问题
I have written a selenium application using webdriver. I wish to run it on a remote server. When I do that by logging into the server via putty (along with Xming), the selenium tries opening the browser on the server only and load the pages through the external display. However in doing that, it takes a lot of time than if I would have been able to get the browser open on my localhost only (and not the server). Is it possible for such thing to happen or opening on the server only is the only option (which is painfully slow). Kindly tell me if I am missing something as well.
Thanks in advance.
回答1:
Try using Selenium Grid, instead of Putty, to run your Selenium application on a remote server. The Selenium website has an excellent Quick Start guide for using the Selenium Grid: http://code.google.com/p/selenium/wiki/Grid2.
回答2:
You can run Selenium with a"headless" driver, HtmlUnitDriver, that does not actually open a browser:
http://code.google.com/p/selenium/wiki/HtmlUnitDriver
Note: HtmlUnitDriver will accept an argument, so that it can emulate a specific driver.
回答3:
@Lori
I implemented the code but it still tries opening it from putty so takes a lot of time to get the work done. The code is as follows: 'code'
import sys
from scrapy.spider import BaseSpider
from scrapy.http import FormRequest
from scrapy.selector import HtmlXPathSelector
from scrapy.contrib.spiders import CrawlSpider, Rule
from scrapy.contrib.linkextractors.sgml import SgmlLinkExtractor
from scrapy.selector import HtmlXPathSelector
from scrapy.item import Item
from scrapy.http import Request
from selenium import selenium
from selenium import webdriver
from selenium.webdriver.common.keys import Keys
import time
class DmozSpider(BaseSpider):
name = "linkedin_crawler"
#defence news
global company
global query
companyFilename = '<filename>'
f=open(companyFilename,"r")
f.seek(0)
company = f.readline().strip()
f.close()
queryFilename = '/var/www/Symantec/recon/recon/' +company+ '/Spider/LinkedIn/query.txt'
f = open(queryFilename)
f.seek(0)
query=f.readline().strip()
f.close()
start_urls = ['https://www.linkedin.com/uas/login'];
def __init__(self):
BaseSpider.__init__(self)
capabilities = webdriver.DesiredCapabilities()
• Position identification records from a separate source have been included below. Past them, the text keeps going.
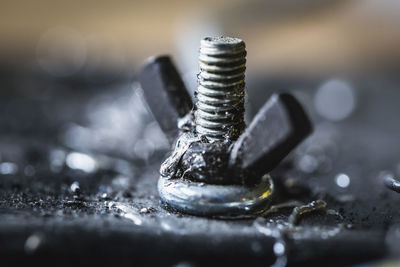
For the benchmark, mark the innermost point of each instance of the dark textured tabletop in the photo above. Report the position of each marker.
(79, 165)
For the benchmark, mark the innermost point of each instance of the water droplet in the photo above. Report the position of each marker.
(279, 248)
(32, 243)
(335, 100)
(80, 161)
(75, 187)
(8, 168)
(342, 180)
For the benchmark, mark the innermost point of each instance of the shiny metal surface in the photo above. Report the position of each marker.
(213, 200)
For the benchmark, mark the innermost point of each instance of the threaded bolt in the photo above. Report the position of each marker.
(220, 91)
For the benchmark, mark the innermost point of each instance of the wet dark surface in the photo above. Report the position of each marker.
(79, 165)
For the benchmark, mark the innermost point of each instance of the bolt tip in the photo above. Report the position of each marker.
(222, 41)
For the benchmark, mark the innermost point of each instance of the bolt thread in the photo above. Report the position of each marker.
(220, 91)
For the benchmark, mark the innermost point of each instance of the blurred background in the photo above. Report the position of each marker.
(76, 134)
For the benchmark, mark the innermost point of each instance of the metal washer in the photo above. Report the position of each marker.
(214, 200)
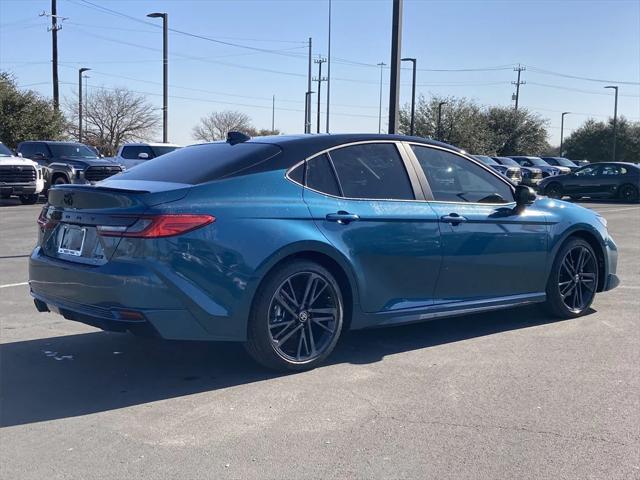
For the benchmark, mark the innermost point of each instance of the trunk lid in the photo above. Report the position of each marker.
(69, 221)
self.selenium = webdriver.Remote(command_executor = 'http://localhost:5000/wd/hub', desired_capabilities = capabilities.FIREFOX)
def __del__(self):
self.selenium.quit()
def parse(self, response):
sel= self.selenium
sel.get(response.url)
global query
elem1 = sel.find_element_by_name("session_key")
elem2 = sel.find_element_by_name("session_password")
elem1.send_keys("myemailid")
elem2.send_keys("mypassword")
elem2.send_keys(Keys.RETURN)
return Request(query, callback=self.page_parse)
def page_parse(self,response):
global query
global company
sel= self.selenium
sel.get(query)
for i in xrange(10):
#for i in xrange(5):
nameFilename = ''
#print hxs
nlist = sel.find_elements_by_xpath('//ol[@class="search-results"]/li/div/h3/a')
fh = open(nameFilename,"a")
for j in xrange(len(nlist)):
url = nlist[j].get_attribute("href").encode('utf-8')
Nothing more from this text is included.